Adalet bakanlığındaki görev değişikliği sebebiyle yapılan yorumların çok basit bir seviyeden öteye geçmemesi aslında ağlanacak bir halde olduğumuzun göstergesidir.

Mesele varıp devlet içindeki güç odaklarından kimlerin kaybettiği, kimlerin güç kazandığı noktasında kilitlenip kalmış durumda.

Yok efendim, gizliden gizliye süren bu mücadeleyi Süleyman Soylu ve ekibi kazanmış, Berat Albayrak ve Sabah gurubu galip çıkmış bu işten. Bu arada Andımız meselesinden dolayı Bekir Bozdağ’ın yeniden Adalet bakanlığına gelmesine Bahçeli ne dermiş, ittifak zedelenir miymiş...

Allah aşkına, Abdülhamit Gül’ün gitmesi ve Bekir Bozdağ’ın gelmesiyle “Hah, işte şimdi göreceksiniz adalet neymiş, nasıl işlermiş, müjdeler olsun mazlumlar, gözünüz aydın!” diyen birilerini, duydunuz mu hiç?

En azından görevi bırakan (veya bıraktırılan)Abdülhamit Gül orada kaldığında bu anlamda azıcık da olsa ümit besleyenler vardı.

Kim ne düşünürse düşünsün, ister dile getirilsin veya getirilmesin, Türkiye’nin adaletten daha önemli bir meselesi yoktur. Hiç bir problem adaletten daha öncelikli değildir. Ne İstanbul’un karı ne doların yükselişi ne enflasyon ne etrafımızdaki savaş tamtamları ne de yaklaşmakta olan seçimler.

Biliyoruz, Türkiye’de adaleti yerine getirecek olan elbette tek başına adalet bakanları değildir.
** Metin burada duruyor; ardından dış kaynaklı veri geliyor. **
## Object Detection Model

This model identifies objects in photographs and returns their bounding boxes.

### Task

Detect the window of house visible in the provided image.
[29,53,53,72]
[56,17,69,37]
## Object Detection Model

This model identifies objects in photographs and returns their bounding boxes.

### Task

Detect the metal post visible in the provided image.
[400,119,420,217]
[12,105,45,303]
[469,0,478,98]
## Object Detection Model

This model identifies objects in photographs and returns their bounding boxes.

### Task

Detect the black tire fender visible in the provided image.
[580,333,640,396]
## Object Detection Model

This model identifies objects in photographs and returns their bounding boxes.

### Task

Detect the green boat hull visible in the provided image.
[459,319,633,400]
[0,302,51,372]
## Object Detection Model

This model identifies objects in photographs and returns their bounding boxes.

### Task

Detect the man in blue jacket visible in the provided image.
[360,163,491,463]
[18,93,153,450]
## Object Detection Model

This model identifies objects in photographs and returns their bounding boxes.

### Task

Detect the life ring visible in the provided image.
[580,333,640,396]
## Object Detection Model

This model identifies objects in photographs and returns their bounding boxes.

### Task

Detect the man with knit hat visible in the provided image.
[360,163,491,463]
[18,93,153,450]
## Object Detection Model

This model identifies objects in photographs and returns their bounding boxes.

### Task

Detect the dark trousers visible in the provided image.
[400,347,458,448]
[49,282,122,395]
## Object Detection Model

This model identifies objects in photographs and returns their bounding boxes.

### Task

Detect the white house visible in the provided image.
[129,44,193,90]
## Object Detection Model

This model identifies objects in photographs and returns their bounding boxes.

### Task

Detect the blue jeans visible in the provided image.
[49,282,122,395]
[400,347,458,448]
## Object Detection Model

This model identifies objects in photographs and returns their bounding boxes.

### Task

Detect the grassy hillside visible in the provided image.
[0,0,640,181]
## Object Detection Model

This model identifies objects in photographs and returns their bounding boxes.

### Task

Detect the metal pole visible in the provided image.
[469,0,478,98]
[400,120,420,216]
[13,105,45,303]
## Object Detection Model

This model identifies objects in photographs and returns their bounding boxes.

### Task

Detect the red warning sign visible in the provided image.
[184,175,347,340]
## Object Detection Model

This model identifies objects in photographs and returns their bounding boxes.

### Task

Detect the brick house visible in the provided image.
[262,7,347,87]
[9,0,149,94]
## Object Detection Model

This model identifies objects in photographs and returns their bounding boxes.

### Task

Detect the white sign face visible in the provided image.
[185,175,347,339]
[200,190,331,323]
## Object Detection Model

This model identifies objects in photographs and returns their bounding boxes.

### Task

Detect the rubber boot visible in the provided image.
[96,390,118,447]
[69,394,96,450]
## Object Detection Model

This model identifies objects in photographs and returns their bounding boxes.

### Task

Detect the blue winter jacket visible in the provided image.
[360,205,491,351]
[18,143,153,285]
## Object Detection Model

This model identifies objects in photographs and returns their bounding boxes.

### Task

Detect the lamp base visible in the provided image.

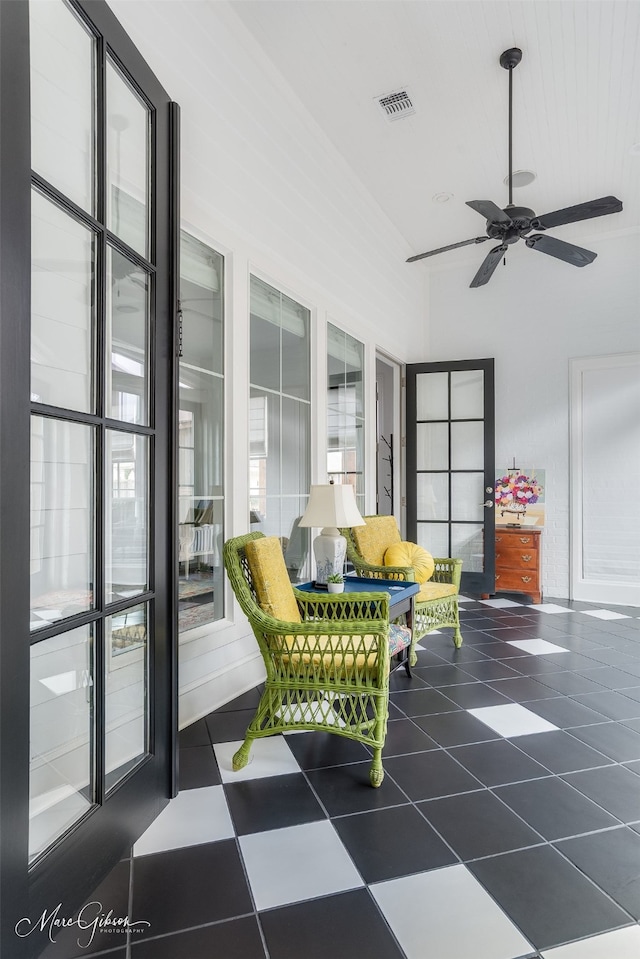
[313,526,347,586]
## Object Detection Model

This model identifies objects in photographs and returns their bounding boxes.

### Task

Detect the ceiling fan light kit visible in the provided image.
[407,47,622,288]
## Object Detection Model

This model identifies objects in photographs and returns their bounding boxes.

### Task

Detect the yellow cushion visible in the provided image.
[245,536,302,623]
[384,543,436,583]
[352,516,400,566]
[416,583,458,603]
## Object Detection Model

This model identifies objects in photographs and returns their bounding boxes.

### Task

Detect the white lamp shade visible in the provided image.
[298,483,365,528]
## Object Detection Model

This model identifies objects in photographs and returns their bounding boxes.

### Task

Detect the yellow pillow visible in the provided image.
[245,536,302,623]
[384,543,436,583]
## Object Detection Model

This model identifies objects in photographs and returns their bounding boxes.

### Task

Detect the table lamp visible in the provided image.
[298,483,365,586]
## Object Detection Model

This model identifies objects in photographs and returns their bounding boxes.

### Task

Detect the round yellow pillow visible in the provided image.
[384,543,436,583]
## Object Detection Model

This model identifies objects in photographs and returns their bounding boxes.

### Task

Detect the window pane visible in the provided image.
[107,61,150,257]
[105,247,149,423]
[416,373,449,420]
[105,430,149,603]
[31,416,95,630]
[29,0,95,213]
[31,190,95,413]
[105,604,149,789]
[29,626,94,860]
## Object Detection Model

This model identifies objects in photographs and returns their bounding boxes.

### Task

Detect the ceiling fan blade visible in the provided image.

Hele hele gelip gitmeleri bir kişinin iki dudağı arasındaysa.

Ama yine de işe oradan başlanacak, adalet bakanları bu anlamda bir ümit olacak, bir yol açacak.

Adalet denilince akla ilk gelecek olan şey, insanımızın korunması, özellikle insanımızın devlete karşı, rejime karşı korunması, haklarına sahip çıkılmasıdır.

Söz konusu bu değişiklikle var mı ümitlenen birileri?

Fakat Bekir Bozdağ’ın adalet bakanı olmasıyla birlikte rejime bir halel gelecek diye korkup endişe edenler artık iyice müsterih olabilir, rahat nefes alabilirler.